Swiss Life Asset Managers erweitert ihr Immobilienportfolio in Deutschland um das Wohn- und Geschäftshaus Bernsteincarré in Leipzig. Auf 6'500 qm Mietfläche werden Geschäfte, Gastronomie und Büros entwickelt. Hinzu kommen 18 Wohnungen. Das Projekt befindet sich aktuell im Bau, die Fertigstellung ist für 2017 vorgesehen.

Syz Asset Management

Am 1. Dezember hat der internationale Vermögensverwaltungs-Arm der Genfer Bank Syz eine Niederlassung in München eröffnet.
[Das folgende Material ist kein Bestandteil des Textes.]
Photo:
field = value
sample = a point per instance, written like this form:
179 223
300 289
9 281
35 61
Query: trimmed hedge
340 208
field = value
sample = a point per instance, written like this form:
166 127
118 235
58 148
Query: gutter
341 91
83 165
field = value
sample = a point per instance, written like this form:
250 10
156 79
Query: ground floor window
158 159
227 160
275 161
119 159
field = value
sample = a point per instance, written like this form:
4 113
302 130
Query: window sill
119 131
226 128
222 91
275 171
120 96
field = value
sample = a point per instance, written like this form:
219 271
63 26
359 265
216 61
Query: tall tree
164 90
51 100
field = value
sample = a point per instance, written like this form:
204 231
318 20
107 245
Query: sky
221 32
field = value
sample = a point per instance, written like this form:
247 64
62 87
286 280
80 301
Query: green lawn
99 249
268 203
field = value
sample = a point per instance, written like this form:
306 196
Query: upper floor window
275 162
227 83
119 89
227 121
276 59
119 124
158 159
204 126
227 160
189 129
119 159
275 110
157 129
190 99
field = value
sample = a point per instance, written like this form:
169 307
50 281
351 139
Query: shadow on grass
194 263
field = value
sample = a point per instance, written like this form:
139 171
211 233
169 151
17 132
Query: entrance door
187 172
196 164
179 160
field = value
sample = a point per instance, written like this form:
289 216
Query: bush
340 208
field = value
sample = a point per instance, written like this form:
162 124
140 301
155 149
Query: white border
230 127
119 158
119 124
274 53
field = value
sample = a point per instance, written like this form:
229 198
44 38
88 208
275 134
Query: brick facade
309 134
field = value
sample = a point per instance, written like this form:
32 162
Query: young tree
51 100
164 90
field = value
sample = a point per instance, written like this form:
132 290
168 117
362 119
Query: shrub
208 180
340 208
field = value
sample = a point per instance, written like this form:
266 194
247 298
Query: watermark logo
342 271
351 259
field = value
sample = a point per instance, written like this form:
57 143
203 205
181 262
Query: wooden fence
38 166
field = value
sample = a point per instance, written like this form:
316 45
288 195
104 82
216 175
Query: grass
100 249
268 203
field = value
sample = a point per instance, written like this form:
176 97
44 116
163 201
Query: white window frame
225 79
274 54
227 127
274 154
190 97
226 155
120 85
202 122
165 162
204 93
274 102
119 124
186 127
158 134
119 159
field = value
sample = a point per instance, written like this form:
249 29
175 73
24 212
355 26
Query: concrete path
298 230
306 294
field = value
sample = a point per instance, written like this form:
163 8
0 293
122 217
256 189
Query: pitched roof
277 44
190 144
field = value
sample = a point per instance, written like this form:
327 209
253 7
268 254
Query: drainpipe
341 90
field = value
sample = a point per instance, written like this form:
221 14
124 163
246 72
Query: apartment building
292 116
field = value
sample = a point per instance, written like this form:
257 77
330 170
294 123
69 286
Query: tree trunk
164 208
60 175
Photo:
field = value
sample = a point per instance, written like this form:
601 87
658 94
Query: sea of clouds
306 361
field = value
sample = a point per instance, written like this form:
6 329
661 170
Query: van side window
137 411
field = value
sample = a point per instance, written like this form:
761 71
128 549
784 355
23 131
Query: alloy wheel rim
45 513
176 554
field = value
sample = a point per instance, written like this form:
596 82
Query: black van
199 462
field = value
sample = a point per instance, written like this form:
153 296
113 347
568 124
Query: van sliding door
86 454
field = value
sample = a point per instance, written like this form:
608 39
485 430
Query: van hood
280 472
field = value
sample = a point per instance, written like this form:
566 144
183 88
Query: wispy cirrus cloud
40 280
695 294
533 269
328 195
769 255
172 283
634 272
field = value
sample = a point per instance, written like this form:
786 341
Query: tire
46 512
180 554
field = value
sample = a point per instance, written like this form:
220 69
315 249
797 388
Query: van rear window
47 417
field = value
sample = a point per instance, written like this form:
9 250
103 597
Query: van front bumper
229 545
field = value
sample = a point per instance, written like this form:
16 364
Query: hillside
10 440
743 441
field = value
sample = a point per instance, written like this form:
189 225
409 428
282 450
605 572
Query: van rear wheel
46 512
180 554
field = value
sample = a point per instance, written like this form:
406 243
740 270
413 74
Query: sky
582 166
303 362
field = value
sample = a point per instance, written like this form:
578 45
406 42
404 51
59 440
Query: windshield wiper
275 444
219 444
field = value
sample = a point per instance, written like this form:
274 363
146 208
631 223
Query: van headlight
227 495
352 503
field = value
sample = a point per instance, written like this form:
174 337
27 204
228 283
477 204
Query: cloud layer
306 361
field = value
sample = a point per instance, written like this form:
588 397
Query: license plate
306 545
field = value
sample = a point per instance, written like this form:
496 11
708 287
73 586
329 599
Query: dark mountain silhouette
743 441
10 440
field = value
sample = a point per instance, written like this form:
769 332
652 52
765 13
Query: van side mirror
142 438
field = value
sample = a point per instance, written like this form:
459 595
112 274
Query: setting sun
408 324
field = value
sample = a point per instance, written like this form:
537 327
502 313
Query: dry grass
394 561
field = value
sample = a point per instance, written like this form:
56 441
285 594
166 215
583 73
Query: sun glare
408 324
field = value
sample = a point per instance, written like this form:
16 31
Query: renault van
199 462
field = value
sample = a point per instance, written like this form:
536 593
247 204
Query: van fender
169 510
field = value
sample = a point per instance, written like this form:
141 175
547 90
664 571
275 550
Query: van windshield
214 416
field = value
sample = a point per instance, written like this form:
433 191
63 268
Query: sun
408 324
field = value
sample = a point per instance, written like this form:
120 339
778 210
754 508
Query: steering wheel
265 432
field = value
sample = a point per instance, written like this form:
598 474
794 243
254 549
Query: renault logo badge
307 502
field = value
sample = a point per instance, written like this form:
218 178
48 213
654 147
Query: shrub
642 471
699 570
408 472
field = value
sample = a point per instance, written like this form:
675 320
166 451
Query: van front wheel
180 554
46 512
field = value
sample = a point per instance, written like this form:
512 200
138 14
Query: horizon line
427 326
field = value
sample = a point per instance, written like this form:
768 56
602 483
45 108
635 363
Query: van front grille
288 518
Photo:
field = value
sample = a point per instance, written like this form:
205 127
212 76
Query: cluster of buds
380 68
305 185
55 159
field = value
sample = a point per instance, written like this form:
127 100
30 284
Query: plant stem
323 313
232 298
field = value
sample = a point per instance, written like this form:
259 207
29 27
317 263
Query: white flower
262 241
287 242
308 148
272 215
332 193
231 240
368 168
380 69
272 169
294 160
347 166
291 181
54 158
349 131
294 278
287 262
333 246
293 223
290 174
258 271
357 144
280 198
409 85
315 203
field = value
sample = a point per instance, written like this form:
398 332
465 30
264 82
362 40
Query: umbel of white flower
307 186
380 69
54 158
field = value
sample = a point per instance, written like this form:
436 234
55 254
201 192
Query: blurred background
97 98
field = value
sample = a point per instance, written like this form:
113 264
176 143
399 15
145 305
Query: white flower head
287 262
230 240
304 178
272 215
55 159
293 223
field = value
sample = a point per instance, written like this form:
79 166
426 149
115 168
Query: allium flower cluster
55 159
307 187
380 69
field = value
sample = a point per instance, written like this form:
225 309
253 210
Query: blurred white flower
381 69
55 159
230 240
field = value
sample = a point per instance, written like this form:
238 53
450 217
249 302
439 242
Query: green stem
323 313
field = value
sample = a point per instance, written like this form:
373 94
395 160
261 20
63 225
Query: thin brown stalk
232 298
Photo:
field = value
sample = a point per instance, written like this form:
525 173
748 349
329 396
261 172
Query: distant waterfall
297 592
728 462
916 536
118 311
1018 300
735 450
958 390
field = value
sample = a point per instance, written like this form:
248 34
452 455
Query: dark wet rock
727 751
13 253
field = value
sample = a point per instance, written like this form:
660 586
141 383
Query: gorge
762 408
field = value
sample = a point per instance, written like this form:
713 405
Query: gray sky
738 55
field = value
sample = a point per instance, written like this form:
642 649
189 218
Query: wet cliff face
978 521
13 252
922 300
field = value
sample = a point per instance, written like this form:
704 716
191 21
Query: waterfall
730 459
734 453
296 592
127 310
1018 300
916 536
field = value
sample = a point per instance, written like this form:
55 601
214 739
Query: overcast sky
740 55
Wie finews.ch exklusiv berichtete, wird die Niederlassung von Michael Schlieper, Region Head Deutschland und Österreich, geleitet.

Varia US Properties

Die Zuger Immobilienfirma Varia US Properties hat am Donnerstag ihren ersten Handelstag an der Schweizer Börse SIX. Insgesamt wurden 3,5 Millionen Aktien zu einem Preis von 35 Franken ausgegeben. Varia konzentrier sich auf den US-Miethäusermarkt.

Banco Stato

Das Dotationskapital der Tessiner Kantonalbank wird massiv von 240 auf 500 Millionen Franken ausgeweitet. Dies teilte der Kanton Tessin als Eignerin des Instituts mit.

Geldwäscherei

Das vierte GAFI-Länderexamen zur Bekämpfung der Geldwäscherei und Terrorismus-Finanzierung stellt der Schweiz ein gutes Zeugnis aus. Nur Italien und Spanien schnitten bisher besser ab. Kritisiert wurde etwa, dass hierzulande der Schwellenwert für Bargeld-Transaktionen bei 25'000 Franken liegt. Das ist mehr als der vorgesehene GAFI-Schwellenwert von 15'000 Dollar.

Swiss Life

Der Immobilienfonds von Swiss Life REF Swiss Properties kauft eine Immobilie in der Innenstadt von Basel. Damit steigt der Wert des Immobilienportfolios auf 620 Millionen Franken. Zur Finanzierung weiterer Akquisitionen will Swiss Life dem Fonds weitere 100 Millionen Franken zuführen. Dies soll über eine Kapitalerhöhung geschehen. Geplant ist die Emission neuer Anteile mit einem Bezugsverhältnis von 5:1.

Temenos

Die staatliche ägyptische Housing and Development Bank, einer der grossen Hypotheken-Institute im nahöstlichen Land mit 1,5 Millionen Kunden, ist auf das Kernbanken-System von Temenos migriert. Der Genfer Bankensoftware-Hersteller wurde dabei von der ägyptischen Partnerfirma Masaref unterstützt.